Hay que ser muy cautos en todo
este asunto, porque la tecnología y el conocimiento histórico llegan hasta
donde pueden, y no más allá, pero con lo que sabemos hasta hoy, es muy probable
que alguno de los restos hallados en una fosa común sita bajo uno de los altares
del convento de las Trinitarias de la calle huertas, en pleno centro de Madrid,
correspondan
a Miguel de Cervantes, un nombre que es un mito mucho más allá de la
literatura, y que evoca una época en sí mismo.

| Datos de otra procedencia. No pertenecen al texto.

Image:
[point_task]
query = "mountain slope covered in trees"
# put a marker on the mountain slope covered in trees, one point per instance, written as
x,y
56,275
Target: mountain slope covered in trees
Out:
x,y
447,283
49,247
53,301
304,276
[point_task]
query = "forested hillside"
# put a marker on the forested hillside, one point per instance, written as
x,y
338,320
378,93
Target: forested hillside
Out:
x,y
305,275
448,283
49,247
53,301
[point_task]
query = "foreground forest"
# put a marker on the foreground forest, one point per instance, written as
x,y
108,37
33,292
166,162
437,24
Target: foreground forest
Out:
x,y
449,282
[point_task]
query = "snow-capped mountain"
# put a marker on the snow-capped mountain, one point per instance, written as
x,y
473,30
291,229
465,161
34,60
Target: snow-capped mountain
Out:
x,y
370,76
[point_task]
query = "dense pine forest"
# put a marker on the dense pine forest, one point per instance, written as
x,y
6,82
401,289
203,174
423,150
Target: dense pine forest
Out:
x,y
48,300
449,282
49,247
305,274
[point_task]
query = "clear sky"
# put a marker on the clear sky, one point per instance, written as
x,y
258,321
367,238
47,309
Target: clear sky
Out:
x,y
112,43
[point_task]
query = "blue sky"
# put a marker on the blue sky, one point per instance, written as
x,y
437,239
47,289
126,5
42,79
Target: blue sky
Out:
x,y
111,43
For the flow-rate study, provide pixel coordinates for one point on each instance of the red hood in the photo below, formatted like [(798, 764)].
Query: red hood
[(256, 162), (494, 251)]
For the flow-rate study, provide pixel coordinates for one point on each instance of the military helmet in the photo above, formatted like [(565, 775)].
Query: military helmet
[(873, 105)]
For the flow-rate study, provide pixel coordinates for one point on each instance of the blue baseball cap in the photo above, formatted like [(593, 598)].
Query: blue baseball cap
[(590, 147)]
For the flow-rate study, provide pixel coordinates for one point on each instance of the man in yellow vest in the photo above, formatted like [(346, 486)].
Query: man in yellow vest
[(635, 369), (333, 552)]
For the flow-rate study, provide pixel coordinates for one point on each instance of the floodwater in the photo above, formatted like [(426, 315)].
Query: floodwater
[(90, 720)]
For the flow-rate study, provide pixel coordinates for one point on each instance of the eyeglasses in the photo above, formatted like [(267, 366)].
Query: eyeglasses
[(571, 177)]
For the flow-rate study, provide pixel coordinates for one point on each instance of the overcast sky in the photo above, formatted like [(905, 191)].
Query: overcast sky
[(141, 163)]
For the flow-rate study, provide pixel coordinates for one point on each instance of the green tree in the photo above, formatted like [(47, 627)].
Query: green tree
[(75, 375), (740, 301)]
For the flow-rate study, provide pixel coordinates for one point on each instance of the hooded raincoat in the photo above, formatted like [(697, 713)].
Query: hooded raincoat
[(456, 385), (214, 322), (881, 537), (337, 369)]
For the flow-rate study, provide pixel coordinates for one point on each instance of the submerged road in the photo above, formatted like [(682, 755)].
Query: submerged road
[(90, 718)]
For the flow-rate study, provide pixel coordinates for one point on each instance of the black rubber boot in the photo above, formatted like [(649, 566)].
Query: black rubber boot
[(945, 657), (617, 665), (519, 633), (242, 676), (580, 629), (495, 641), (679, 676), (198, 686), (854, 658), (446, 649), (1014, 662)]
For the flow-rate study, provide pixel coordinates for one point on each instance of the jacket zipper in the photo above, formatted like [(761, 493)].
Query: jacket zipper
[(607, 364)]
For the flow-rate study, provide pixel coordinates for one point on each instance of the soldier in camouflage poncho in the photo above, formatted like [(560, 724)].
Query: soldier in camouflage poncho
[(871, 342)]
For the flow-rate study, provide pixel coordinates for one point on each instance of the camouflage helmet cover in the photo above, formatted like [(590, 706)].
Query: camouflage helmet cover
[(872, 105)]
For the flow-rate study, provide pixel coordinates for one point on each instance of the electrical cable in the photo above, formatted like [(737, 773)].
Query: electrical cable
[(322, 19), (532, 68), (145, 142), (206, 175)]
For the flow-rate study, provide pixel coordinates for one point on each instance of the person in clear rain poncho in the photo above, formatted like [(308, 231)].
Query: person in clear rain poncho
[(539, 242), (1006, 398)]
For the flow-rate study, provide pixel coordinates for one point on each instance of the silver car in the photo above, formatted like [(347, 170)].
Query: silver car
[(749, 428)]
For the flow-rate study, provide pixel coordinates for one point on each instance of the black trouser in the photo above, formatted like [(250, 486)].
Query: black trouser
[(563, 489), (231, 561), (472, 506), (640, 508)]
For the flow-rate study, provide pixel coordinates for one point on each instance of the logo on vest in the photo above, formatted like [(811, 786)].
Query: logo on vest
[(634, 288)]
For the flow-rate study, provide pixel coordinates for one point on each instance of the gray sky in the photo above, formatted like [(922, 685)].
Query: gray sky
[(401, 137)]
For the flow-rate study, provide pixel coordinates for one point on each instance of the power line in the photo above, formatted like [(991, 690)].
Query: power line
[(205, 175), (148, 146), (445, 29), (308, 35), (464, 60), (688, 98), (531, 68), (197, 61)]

Los restos, fragmentados y
mezclados con otros, no permiten alcanzar una seguridad plena, pero evidencias
las hay, y muchas.
Alguna vez dijo Pérez Reverte
(segundo día que sales aquí, Arturo) que en lo que se llama hoy en día el
barrio de las letras vivieron, a lo largo del siglo XVII, las más doradas
plumas de occidente, y quizás las de todo el mundo en esa época. Cervantes,
Lope de Vega, Quevedo, Góngora… la lista es amplia y la denominación de “siglo
de oro” no es ninguna exageración. Y en contraste con esa riqueza, pasear hoy
en día por ese barrio supone pisar las mismas calles, en algunos casos ver los
mismos edificios, pero no tener prácticamente referencia alguna ni de quienes
allí vivieron ni lo que hicieron. Algunas placas pequeñas, sitas en esquineros
nada agraciados, informan al viajero que posee una curiosidad ávida que le
lleva a consultarlas. Creo que la casa de Lope de Vega es lo único visitable de
esa calle. Imaginar lo que Francia o Reino Unido hubieran hecho con el lugar de
residencia de compatriotas semejantes lleva a estados de melancolía, y no
digamos el espectáculo que los norteamericanos serían capaces de fabricar,
hasta el punto, no lo duden, de que todos tendríamos en casa sudaderas o
camisetas con inscripciones alusivas al respecto. Aquí, nada de nada. Ni hay
información ni, hasta hace pocos años, interés por rescatarla. Una desidia
general hacia todo lo relacionado con la cultura, unida a la indolencia de unas
administraciones a las que el tema ni les interesa ni, no nos engañemos, les da
votos, ha contribuido al olvido y a que siglos de historia permanezcan, como
los huesos cervantinos, mezclados con restos variados, indolentes y en general,
sucios. El descubrimiento anunciado ayer, y confiemos que el acuerdo para que
la capilla de las Trinitarias pueda ser visitable, abre la oportunidad a que,
por fin, podamos convertir ese barrio de las letras en un homenaje vivo, que no
un muerto monumento, a los que allí vivieron y engrandecieron no esas calles,
sino las almas de quienes, desde entonces, tenemos el placer y oportunidad de
leerlos. ¿Será quizás esa capilla, esos restos sucios, el inicio de algo más? Ojalá,
pero para ello el esfuerzo que se ha realizado en la búsqueda e identificación
de los restos debe continuar. Es más, ahora viene lo difícil, el hacer un
estudio, diseñar un recorrido expositivo, dotarlo de contenidos, personal y
atractivo, lograr que se convierta en un centro de vista pero en el que el
visitante no pase sólo como un borrego ante unos restos que, probablemente, sean
estéticamente desagradables, si es que se exponen. Lo que viene ahora es un
trabajo a largo plazo de recuperación y de otorgar valor a la zona, y eso no se
puede hacer sin dinero, voluntad y tiempo.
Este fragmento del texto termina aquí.